Mission managers will discuss the upcoming spacewalk details during a news conference at 4 p.m. on Tuesday. Live coverage will air on NASA+, NASA Television, the NASA app, YouTube, and the agency’s website. Learn how to stream NASA TV through a variety of platforms including social media.
NASA Flight Engineer Mike Barratt assisted Dominick as he tried on his spacesuit during a standard fit check in the Quest airlock on Monday morning. During the afternoon, the two spacewalkers joined Barratt and NASA Flight Engineer Jeanette Epps and reviewed Canadarm2 robotic arm procedures necessary to retrieve the radio gear.
Earlier, Epps attached an acoustic monitor to herself measuring the sound environment she’s exposed to aboard the station. Afterward, she collected lab water samples to test for microbes then conducted a hearing exam listening to tones on a pair of headphones connected to a computer. Dyson joined cosmonaut Nikolai Chub at the end of the day and peered at a standard eye chart reading characters to test their visual acuity.
New station visitors Butch Wilmore and Suni Williams, both veteran NASA astronauts, learned on Sunday they will orbit Earth until June 18 before returning home aboard Boeing’s Starliner spacecraft. The extra days in space will allow teams more time to checkout Starliner’s systems and free up the Expedition crew’s schedule for more spacewalk preparations.
Wilmore and Williams started Monday with health checks measuring their temperature, blood pressure, pulse, and respiratory rate. The duo then split up as Wilmore worked on computer maintenance inside the Microgravity Science Glovebox and Williams installed hardware to support a space fire investigation.

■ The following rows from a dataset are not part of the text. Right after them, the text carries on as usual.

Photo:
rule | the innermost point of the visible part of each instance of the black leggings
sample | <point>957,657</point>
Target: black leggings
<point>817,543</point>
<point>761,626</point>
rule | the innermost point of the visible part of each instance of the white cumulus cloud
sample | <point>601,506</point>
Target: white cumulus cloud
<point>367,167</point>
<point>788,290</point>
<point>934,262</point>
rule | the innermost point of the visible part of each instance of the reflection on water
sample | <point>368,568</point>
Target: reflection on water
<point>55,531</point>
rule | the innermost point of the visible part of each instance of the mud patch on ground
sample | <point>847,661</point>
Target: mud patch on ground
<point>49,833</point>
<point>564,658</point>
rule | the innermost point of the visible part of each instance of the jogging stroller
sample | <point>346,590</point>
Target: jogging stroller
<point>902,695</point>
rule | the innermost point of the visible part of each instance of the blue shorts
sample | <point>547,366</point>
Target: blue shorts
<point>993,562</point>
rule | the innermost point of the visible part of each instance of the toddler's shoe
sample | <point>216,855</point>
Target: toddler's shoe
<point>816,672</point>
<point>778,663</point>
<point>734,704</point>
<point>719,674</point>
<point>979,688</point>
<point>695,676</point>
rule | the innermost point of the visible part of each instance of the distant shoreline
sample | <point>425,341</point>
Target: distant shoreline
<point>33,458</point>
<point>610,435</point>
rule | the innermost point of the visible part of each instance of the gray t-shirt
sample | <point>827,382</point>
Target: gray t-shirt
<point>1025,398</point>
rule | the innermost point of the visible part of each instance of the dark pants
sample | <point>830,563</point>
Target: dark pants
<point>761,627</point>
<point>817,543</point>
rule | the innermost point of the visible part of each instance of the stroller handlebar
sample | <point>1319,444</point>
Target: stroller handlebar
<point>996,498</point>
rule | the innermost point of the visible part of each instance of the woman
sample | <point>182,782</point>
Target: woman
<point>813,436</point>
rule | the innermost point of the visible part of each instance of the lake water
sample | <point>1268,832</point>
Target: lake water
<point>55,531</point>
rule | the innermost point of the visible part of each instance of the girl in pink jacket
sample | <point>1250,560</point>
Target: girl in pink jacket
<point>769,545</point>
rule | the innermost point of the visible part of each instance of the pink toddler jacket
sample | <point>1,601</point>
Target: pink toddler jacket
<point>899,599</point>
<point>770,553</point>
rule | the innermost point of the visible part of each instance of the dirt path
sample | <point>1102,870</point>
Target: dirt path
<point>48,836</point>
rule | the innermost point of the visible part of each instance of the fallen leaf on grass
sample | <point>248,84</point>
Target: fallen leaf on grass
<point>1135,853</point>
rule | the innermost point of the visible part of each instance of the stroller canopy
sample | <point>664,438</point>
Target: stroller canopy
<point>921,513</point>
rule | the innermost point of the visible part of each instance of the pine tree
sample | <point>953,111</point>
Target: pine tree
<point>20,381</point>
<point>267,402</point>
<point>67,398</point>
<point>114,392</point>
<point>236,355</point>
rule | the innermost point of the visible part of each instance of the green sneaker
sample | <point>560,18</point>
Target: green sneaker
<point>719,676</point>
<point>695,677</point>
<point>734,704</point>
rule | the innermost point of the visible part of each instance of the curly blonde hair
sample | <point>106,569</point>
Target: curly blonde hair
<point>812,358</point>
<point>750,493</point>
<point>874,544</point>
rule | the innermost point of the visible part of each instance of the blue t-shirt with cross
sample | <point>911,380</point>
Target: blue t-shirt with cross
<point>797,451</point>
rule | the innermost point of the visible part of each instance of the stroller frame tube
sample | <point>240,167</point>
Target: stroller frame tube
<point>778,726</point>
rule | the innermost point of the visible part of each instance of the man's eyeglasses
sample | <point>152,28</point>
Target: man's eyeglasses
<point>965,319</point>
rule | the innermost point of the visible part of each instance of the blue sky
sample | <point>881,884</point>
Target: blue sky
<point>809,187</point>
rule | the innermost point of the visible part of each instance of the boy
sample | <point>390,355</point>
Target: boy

In the orbital outpost’s Roscosmos segment, Chub transferred water stowed inside the Progress 88 resupply ship to tanks inside the Zvezda service module. Flight Engineer Alexander Grebenkin cleaned vents and air ducts then checked lighting systems in the Zvezda, Nauka, and Poisk modules. Station commander and veteran cosmonaut Oleg Kononenko studied plasma physics in the Columbus laboratory module then wore a sensor-packed cap and explored futuristic spacecraft and robotic piloting techniques.